Keith on: inspiration

“The thing about being a songwriter is, even if you’ve been fucked over, you can find consolation in writing about it, and pour it out. Everything has something to do with something: nothing is divorced.” (187)

As Nora Ephron says, everything is copy. You have to feel if you are going to write from the heart. Every emotion can be used, every experience. Embrace life, open yourself up to people, to pain and to love. You can do this from the corner of your world, but not in the isolation of your garret.

Keith on: fluency

“And because you’ve been playing every day, sometimes two or three shows a day, ideas are flowing. One thing feeds the other. You might be having a swim or screwing the old lady, but somewhere in the back of the mind, you’re thinking about this cord sequence or something related to a song. No matter what the hell’s going on.” (183)

Musicians play, writers write. Just get in the habit of doing it every day. It’s like any exercise, if you skip a day, everything hurts when you start again.

Keith on: experimentation

“When you’re making records, you’re looking to distort things, basically.
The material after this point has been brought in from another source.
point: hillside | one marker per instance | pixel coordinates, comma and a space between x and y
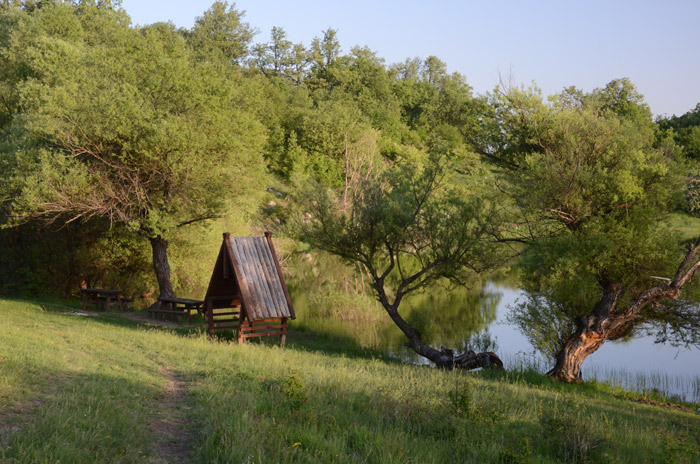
109, 389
That’s the freedom recording gives you, to fuck around with the sound. And it’s not a matter of sheer force; it’s always a matter of experiment and playing around.” (236)

Where is the joy in doing the same thing over and over when it comes to your writing? Experiment with voice, with style. Have fun. The great liberation about a lot of writing is that it makes very little money. Support yourself doing something else and take risks in your art.

Keith on: Writing from the heart

“What is it that makes you want to write songs? In a way you want to stretch yourself into other people’s hearts. You want to plant yourself there, or at least get a resonance, where other people become a bigger instrument than the one you’re playing. It becomes almost an obsession to touch other people. To write a song that is remembered and taken to heart is a connection, a touching of the bases. A thread that runs through all of us. A stab in the heart. Sometimes I think that song writing is about tightening the heartstrings as much as possible without bringing on a heart attack.”(277-279)

This is beautiful. I think that for anyone doing a PhD in creative writing, as I am, it is easy to get caught up in dry, academic writing.  Where is the passion, the lilt, the zing, the spark, the thread that runs through all of us? The best bit of advice I was given when writing my MA exegesis was by one of my teachers, the writer Antoni Jach. He said “you are a writer, make the exegesis sing, make it beautiful.” I know I have to keep this in mind with the PhD exegesis. And in my novel, I must remember the heart.

It goes back to everything that Keith has said, really – you have to have a love of the work you are doing, a passion, and go back to the well so often you dream about the music or the words, and you are in the flow, the moment, and everything makes a connection.

Keith on: why bother? (from the Keith Richards Life website)

“People say who don’t you give it up? I don’t think they quite understand. I’m not doing it just for the money, or for you. I’m doing it for me.”

That’s it really, isn’t it? Don’t ask for permission, don’t ask for money, don’t plead lack of time. Whatever your creative passion, do it for yourself.